In ICER's view, its benefits do not justify its US list price—$117,400 per year—or even its net price (what it actually costs, on average, after discounts and rebates) of $81,400 per year. Rather, based on the benefits it offers to patients, ICER said a fair price would be $19,900 to $31,700 annually, according to its cost-effectiveness methodology.
ICER said both eteplirsen and golodirsen have been shown to increase production of dystrophin, which is deficient in DMD, although dystrophin levels remained very low. The best results were for golodirsen, according to the report; at 48 weeks, the mean level of dystrophin had increased to 1.019 percent of normal. There is no validated threshold in dystrophin levels associated with meaningful clinical improvement, ICER said. Further, it found no evidence demonstrating improvements in muscle strength, motor function, ambulation, or pulmonary function.

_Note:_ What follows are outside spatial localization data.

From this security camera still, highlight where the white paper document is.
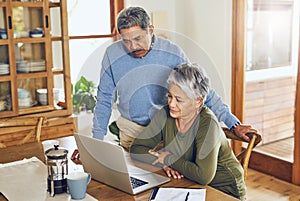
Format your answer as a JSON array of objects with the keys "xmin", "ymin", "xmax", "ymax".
[{"xmin": 149, "ymin": 187, "xmax": 206, "ymax": 201}]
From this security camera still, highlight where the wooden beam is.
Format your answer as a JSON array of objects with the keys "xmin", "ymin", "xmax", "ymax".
[
  {"xmin": 250, "ymin": 151, "xmax": 293, "ymax": 182},
  {"xmin": 231, "ymin": 0, "xmax": 246, "ymax": 154},
  {"xmin": 292, "ymin": 25, "xmax": 300, "ymax": 184},
  {"xmin": 110, "ymin": 0, "xmax": 124, "ymax": 35}
]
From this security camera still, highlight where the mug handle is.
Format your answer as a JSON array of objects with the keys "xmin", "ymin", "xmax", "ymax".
[{"xmin": 87, "ymin": 173, "xmax": 91, "ymax": 184}]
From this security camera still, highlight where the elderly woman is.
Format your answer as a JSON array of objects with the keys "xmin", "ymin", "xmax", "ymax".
[{"xmin": 130, "ymin": 63, "xmax": 246, "ymax": 200}]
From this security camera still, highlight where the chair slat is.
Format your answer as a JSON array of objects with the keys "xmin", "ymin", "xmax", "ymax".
[{"xmin": 222, "ymin": 127, "xmax": 262, "ymax": 180}]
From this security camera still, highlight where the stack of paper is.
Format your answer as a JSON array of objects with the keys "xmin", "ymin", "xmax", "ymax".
[{"xmin": 149, "ymin": 187, "xmax": 206, "ymax": 201}]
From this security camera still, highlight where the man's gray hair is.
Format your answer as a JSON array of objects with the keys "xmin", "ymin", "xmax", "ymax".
[
  {"xmin": 117, "ymin": 6, "xmax": 151, "ymax": 33},
  {"xmin": 167, "ymin": 63, "xmax": 210, "ymax": 101}
]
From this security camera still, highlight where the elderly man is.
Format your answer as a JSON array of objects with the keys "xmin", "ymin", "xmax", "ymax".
[{"xmin": 92, "ymin": 6, "xmax": 256, "ymax": 149}]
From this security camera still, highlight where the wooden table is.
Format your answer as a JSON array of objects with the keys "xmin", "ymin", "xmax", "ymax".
[{"xmin": 0, "ymin": 136, "xmax": 239, "ymax": 201}]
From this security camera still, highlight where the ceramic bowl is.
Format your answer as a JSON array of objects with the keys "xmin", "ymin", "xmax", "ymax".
[
  {"xmin": 29, "ymin": 29, "xmax": 44, "ymax": 38},
  {"xmin": 30, "ymin": 33, "xmax": 43, "ymax": 38},
  {"xmin": 0, "ymin": 33, "xmax": 7, "ymax": 39},
  {"xmin": 0, "ymin": 30, "xmax": 7, "ymax": 39}
]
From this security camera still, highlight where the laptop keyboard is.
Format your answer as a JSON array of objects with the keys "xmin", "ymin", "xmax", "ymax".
[{"xmin": 130, "ymin": 176, "xmax": 148, "ymax": 189}]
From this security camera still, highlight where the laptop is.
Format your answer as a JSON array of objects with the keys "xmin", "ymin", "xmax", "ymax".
[{"xmin": 73, "ymin": 134, "xmax": 170, "ymax": 195}]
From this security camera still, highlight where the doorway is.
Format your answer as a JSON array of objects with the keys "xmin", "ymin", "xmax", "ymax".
[{"xmin": 232, "ymin": 0, "xmax": 300, "ymax": 184}]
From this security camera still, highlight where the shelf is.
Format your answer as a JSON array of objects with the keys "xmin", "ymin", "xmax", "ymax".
[
  {"xmin": 0, "ymin": 40, "xmax": 8, "ymax": 45},
  {"xmin": 11, "ymin": 2, "xmax": 43, "ymax": 7},
  {"xmin": 0, "ymin": 2, "xmax": 7, "ymax": 7},
  {"xmin": 13, "ymin": 37, "xmax": 46, "ymax": 43},
  {"xmin": 0, "ymin": 0, "xmax": 73, "ymax": 133},
  {"xmin": 49, "ymin": 2, "xmax": 60, "ymax": 8}
]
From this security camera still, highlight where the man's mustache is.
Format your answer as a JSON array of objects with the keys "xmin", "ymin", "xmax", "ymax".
[{"xmin": 130, "ymin": 49, "xmax": 145, "ymax": 53}]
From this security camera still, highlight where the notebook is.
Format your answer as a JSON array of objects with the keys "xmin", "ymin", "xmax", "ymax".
[{"xmin": 74, "ymin": 134, "xmax": 170, "ymax": 195}]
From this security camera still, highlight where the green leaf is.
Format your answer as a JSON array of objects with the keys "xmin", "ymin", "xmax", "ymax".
[{"xmin": 72, "ymin": 76, "xmax": 97, "ymax": 113}]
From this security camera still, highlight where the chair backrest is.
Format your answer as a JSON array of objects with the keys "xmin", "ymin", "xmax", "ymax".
[
  {"xmin": 222, "ymin": 127, "xmax": 262, "ymax": 180},
  {"xmin": 0, "ymin": 116, "xmax": 47, "ymax": 148}
]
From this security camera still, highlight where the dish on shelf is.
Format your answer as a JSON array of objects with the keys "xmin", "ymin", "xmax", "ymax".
[
  {"xmin": 0, "ymin": 33, "xmax": 7, "ymax": 39},
  {"xmin": 30, "ymin": 33, "xmax": 43, "ymax": 38},
  {"xmin": 36, "ymin": 88, "xmax": 61, "ymax": 105},
  {"xmin": 0, "ymin": 29, "xmax": 7, "ymax": 39},
  {"xmin": 36, "ymin": 88, "xmax": 48, "ymax": 105},
  {"xmin": 29, "ymin": 28, "xmax": 44, "ymax": 38},
  {"xmin": 19, "ymin": 100, "xmax": 38, "ymax": 109},
  {"xmin": 0, "ymin": 70, "xmax": 9, "ymax": 75},
  {"xmin": 16, "ymin": 60, "xmax": 30, "ymax": 73},
  {"xmin": 28, "ymin": 60, "xmax": 46, "ymax": 72},
  {"xmin": 0, "ymin": 63, "xmax": 9, "ymax": 75}
]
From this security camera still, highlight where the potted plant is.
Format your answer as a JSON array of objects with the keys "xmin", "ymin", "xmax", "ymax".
[{"xmin": 72, "ymin": 76, "xmax": 96, "ymax": 114}]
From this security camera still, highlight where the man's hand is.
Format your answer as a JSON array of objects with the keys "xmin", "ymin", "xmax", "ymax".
[{"xmin": 234, "ymin": 124, "xmax": 257, "ymax": 141}]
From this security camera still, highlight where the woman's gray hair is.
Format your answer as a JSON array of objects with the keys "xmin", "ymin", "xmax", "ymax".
[
  {"xmin": 117, "ymin": 6, "xmax": 151, "ymax": 33},
  {"xmin": 167, "ymin": 63, "xmax": 210, "ymax": 101}
]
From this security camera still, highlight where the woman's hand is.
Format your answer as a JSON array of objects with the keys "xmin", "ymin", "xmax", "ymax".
[
  {"xmin": 148, "ymin": 149, "xmax": 170, "ymax": 165},
  {"xmin": 163, "ymin": 165, "xmax": 184, "ymax": 179},
  {"xmin": 148, "ymin": 149, "xmax": 184, "ymax": 179}
]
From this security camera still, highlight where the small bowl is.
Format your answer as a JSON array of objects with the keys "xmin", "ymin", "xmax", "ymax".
[
  {"xmin": 30, "ymin": 29, "xmax": 43, "ymax": 34},
  {"xmin": 36, "ymin": 88, "xmax": 48, "ymax": 105},
  {"xmin": 36, "ymin": 88, "xmax": 47, "ymax": 94},
  {"xmin": 30, "ymin": 33, "xmax": 43, "ymax": 38},
  {"xmin": 0, "ymin": 33, "xmax": 7, "ymax": 39},
  {"xmin": 29, "ymin": 29, "xmax": 44, "ymax": 38},
  {"xmin": 0, "ymin": 27, "xmax": 7, "ymax": 39}
]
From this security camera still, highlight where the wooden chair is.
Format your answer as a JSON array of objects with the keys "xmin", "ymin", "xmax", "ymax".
[
  {"xmin": 222, "ymin": 127, "xmax": 262, "ymax": 180},
  {"xmin": 0, "ymin": 116, "xmax": 47, "ymax": 148}
]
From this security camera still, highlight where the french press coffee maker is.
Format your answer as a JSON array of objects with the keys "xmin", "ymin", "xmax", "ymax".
[{"xmin": 45, "ymin": 144, "xmax": 68, "ymax": 196}]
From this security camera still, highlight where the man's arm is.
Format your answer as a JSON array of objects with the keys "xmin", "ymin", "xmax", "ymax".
[
  {"xmin": 204, "ymin": 88, "xmax": 257, "ymax": 141},
  {"xmin": 204, "ymin": 88, "xmax": 239, "ymax": 128},
  {"xmin": 92, "ymin": 53, "xmax": 116, "ymax": 140}
]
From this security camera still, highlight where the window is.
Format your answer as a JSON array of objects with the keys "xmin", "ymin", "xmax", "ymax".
[
  {"xmin": 245, "ymin": 0, "xmax": 298, "ymax": 81},
  {"xmin": 68, "ymin": 0, "xmax": 111, "ymax": 36},
  {"xmin": 66, "ymin": 0, "xmax": 123, "ymax": 83}
]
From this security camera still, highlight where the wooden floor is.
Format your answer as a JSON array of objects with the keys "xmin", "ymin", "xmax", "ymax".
[
  {"xmin": 246, "ymin": 137, "xmax": 300, "ymax": 200},
  {"xmin": 246, "ymin": 168, "xmax": 300, "ymax": 201},
  {"xmin": 253, "ymin": 137, "xmax": 294, "ymax": 162}
]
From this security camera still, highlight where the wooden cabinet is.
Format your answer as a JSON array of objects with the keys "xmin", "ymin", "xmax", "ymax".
[{"xmin": 0, "ymin": 0, "xmax": 75, "ymax": 146}]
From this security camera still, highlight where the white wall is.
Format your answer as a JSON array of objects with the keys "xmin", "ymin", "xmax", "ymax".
[{"xmin": 125, "ymin": 0, "xmax": 232, "ymax": 104}]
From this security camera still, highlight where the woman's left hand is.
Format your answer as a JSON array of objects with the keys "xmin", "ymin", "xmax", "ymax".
[{"xmin": 163, "ymin": 165, "xmax": 184, "ymax": 179}]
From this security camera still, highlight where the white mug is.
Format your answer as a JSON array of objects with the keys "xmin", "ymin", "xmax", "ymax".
[{"xmin": 42, "ymin": 140, "xmax": 59, "ymax": 152}]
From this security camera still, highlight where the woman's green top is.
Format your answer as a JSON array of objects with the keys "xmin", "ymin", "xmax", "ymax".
[{"xmin": 130, "ymin": 105, "xmax": 246, "ymax": 200}]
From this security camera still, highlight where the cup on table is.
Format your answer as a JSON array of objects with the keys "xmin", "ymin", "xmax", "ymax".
[
  {"xmin": 67, "ymin": 172, "xmax": 91, "ymax": 200},
  {"xmin": 42, "ymin": 140, "xmax": 59, "ymax": 153}
]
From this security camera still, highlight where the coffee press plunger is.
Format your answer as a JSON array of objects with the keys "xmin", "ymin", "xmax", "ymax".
[{"xmin": 45, "ymin": 144, "xmax": 68, "ymax": 196}]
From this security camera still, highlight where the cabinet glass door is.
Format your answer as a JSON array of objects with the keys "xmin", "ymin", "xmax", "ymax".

Advocates Push Against ICER
But some advocates question the outcome measures used in clinical trials, such as time from supine to standing, time to climb four stairs, or the 6-minute walk test. Brian Denger, whose two sons were diagnosed with DMD, said: “A significant proportion of the (DMD) community are off their feet, but are they any less valuable to their family members and the community? I would say no.”
Leffler said patients with DMD want to be able to move their bodies so they can preserve a degree of independence. Outcome measures based on timed performance are off point, she said.
“As my son will say, ‘Nobody cares about speed walking. I never wanted to speed walk and don't have any desire to do so. And it has nothing to do with my quality of life,’” she said...
Leffler showed videos, taken over seven months, that showed her son regain the ability to get into a car independently after receiving eteplirsen. That is not an outcome measure that a clinical trial would use—or that ICER considered in its assessment—but it is an outcome that is meaningful to a patient, she said.
Robert C. Griggs, MD, FAAN, a University of Rochester neurology professor who has directed a National Institutes of Health-funded training program in the Experimental Therapeutics of Neurological Disease for three decades, is convinced that eteplirsen and golodirsen are clinically effective.
“The evidence was less good for eteplirsen at the time of the (FDA) approval, but there's been subsequent evidence that is more impressive,” he said. “For (golodirsen), the evidence is very impressive.”
Peter Karachunski, MD, clinical director of the Paul and Sheila Wellstone Muscular Dystrophy Center at the University of Minnesota Medical School, said the high cost of eteplirsen has not been a barrier for most of his patients who are eligible because their insurers have approved coverage.
“My problem with the drug is not necessarily its cost; it's that it is really hard to see any perceptible benefit,” he said. “You just have to believe that it's working for any given person. So that's the challenge.”